Proteomic profiling of serum samples from chikungunya-infected patients provides insights into host response.

Author information

1
Institute of Bioinformatics, International Technology Park, Bangalore 560 066, India.
2
Department of Microbiology, All India Institute of Medical Sciences, New Delhi 110 029, India.
3
Microtest Innovations Pvt. Limited, International Technology Park, Bangalore 560 066, India.
4
McKusick-Nathans Institute of Genetic Medicine and Departments of Biological Chemistry, Pathology and Oncology, Johns Hopkins University School of Medicine, Baltimore 21205 MD, USA.
5
Department of Biological Chemistry, Johns Hopkins University School of Medicine, Baltimore 21205 MD, USA.
6
Department of Pathology, Johns Hopkins University School of Medicine, Baltimore 21205 MD, USA.
7
Department of Oncology, Johns Hopkins University School of Medicine, Baltimore 21205 MD, USA.
#
Contributed equally

Abstract

BACKGROUND:

Chikungunya is a highly debilitating febrile illness caused by Chikungunya virus, a single-stranded RNA virus, which is transmitted by Aedes aegypti or Aedes albopictus mosquito species. The pathogenesis and host responses in individuals infected with the chikungunya virus are not well understood at the molecular level.

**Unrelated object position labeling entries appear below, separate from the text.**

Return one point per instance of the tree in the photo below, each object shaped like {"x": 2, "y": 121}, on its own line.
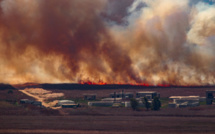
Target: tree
{"x": 156, "y": 104}
{"x": 134, "y": 104}
{"x": 146, "y": 103}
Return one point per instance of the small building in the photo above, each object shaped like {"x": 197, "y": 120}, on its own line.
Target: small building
{"x": 89, "y": 97}
{"x": 37, "y": 103}
{"x": 184, "y": 101}
{"x": 149, "y": 94}
{"x": 70, "y": 105}
{"x": 65, "y": 102}
{"x": 100, "y": 104}
{"x": 210, "y": 97}
{"x": 26, "y": 101}
{"x": 111, "y": 99}
{"x": 121, "y": 95}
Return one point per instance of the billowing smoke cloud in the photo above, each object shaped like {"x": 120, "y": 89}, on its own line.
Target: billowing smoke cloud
{"x": 126, "y": 41}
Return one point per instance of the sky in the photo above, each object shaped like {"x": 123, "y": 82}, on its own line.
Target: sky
{"x": 108, "y": 41}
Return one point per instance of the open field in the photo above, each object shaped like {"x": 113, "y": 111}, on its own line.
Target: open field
{"x": 24, "y": 119}
{"x": 106, "y": 124}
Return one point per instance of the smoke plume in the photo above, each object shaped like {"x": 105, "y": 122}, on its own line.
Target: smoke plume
{"x": 125, "y": 41}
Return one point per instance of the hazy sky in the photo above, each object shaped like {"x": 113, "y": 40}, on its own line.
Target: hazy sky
{"x": 126, "y": 41}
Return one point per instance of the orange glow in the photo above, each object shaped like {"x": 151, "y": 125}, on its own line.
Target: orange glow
{"x": 120, "y": 83}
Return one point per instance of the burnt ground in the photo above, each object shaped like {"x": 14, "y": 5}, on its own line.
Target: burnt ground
{"x": 23, "y": 119}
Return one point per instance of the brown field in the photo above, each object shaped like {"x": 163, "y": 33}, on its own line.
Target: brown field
{"x": 25, "y": 119}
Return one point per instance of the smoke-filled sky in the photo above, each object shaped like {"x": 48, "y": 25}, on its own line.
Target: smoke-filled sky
{"x": 113, "y": 41}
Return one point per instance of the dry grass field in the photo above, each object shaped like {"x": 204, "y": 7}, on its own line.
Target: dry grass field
{"x": 25, "y": 119}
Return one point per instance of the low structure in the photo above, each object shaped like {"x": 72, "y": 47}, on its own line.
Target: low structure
{"x": 210, "y": 97}
{"x": 27, "y": 101}
{"x": 121, "y": 95}
{"x": 111, "y": 99}
{"x": 183, "y": 101}
{"x": 89, "y": 97}
{"x": 149, "y": 94}
{"x": 100, "y": 103}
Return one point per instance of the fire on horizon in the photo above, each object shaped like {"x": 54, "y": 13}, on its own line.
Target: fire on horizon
{"x": 151, "y": 42}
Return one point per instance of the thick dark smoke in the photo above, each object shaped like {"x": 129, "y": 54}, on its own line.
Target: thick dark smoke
{"x": 73, "y": 31}
{"x": 114, "y": 41}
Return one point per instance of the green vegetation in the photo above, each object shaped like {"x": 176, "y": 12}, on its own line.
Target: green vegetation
{"x": 146, "y": 103}
{"x": 134, "y": 104}
{"x": 156, "y": 104}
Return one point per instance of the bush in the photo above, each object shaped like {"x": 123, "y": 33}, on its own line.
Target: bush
{"x": 134, "y": 104}
{"x": 156, "y": 104}
{"x": 146, "y": 103}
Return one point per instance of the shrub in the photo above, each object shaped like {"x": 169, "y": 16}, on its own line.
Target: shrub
{"x": 156, "y": 104}
{"x": 134, "y": 104}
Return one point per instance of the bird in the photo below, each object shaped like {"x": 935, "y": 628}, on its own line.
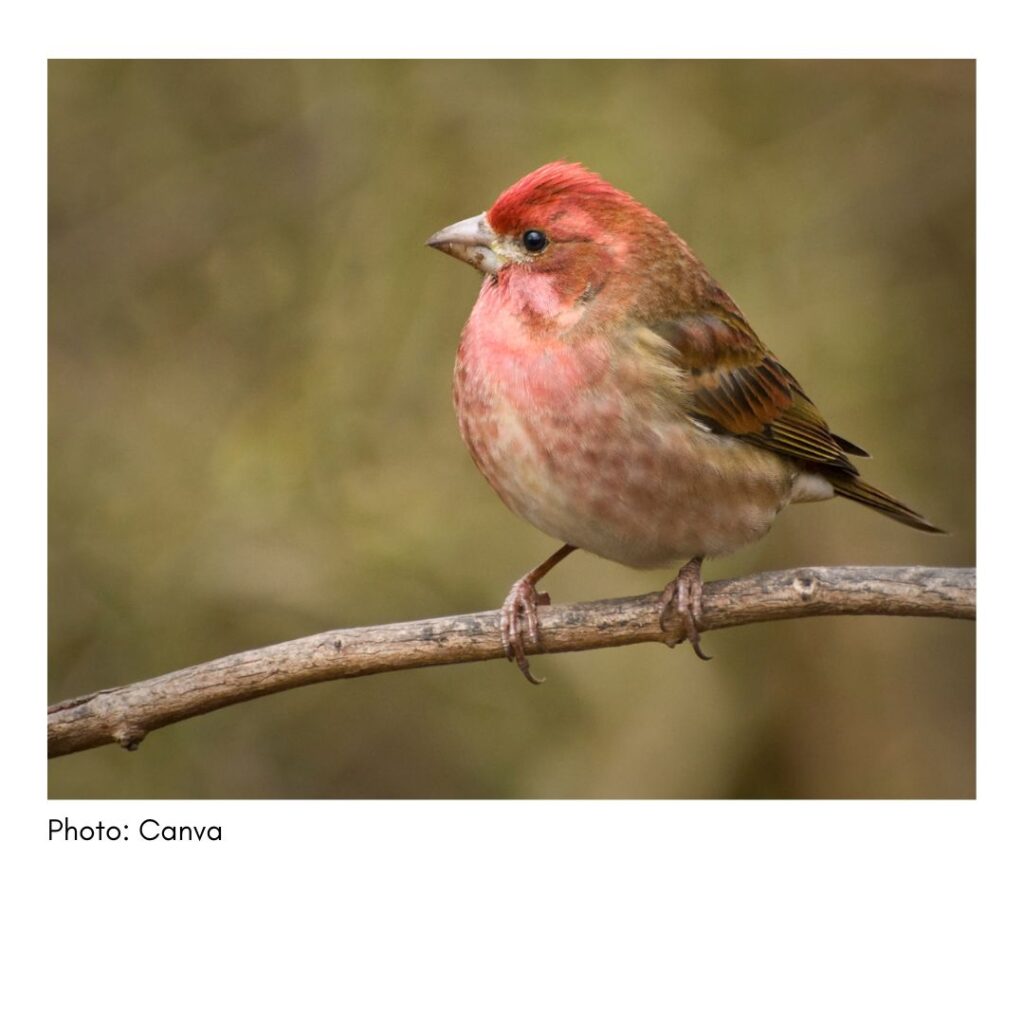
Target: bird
{"x": 616, "y": 398}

We carried out proteomic profiling of serum samples from chikungunya patients in order to identify molecules associated with the host response to infection by this virus.

RESULTS:

Proteomic profiling of serum obtained from the infected individuals resulted in identification of 569 proteins. Of these, 63 proteins were found to be differentially expressed (≥ 2-fold) in patient as compared to control sera. These differentially expressed proteins were involved in various processes such as lipid metabolism, immune response, transport, signal transduction and apoptosis.

CONCLUSIONS:

This is the first report providing a global proteomic profile of serum samples from individuals infected with the chikungunya virus. Our data provide an insight into the proteins that are involved as host response factors during an infection. These proteins include clusterin, apolipoproteins and S100A family of proteins.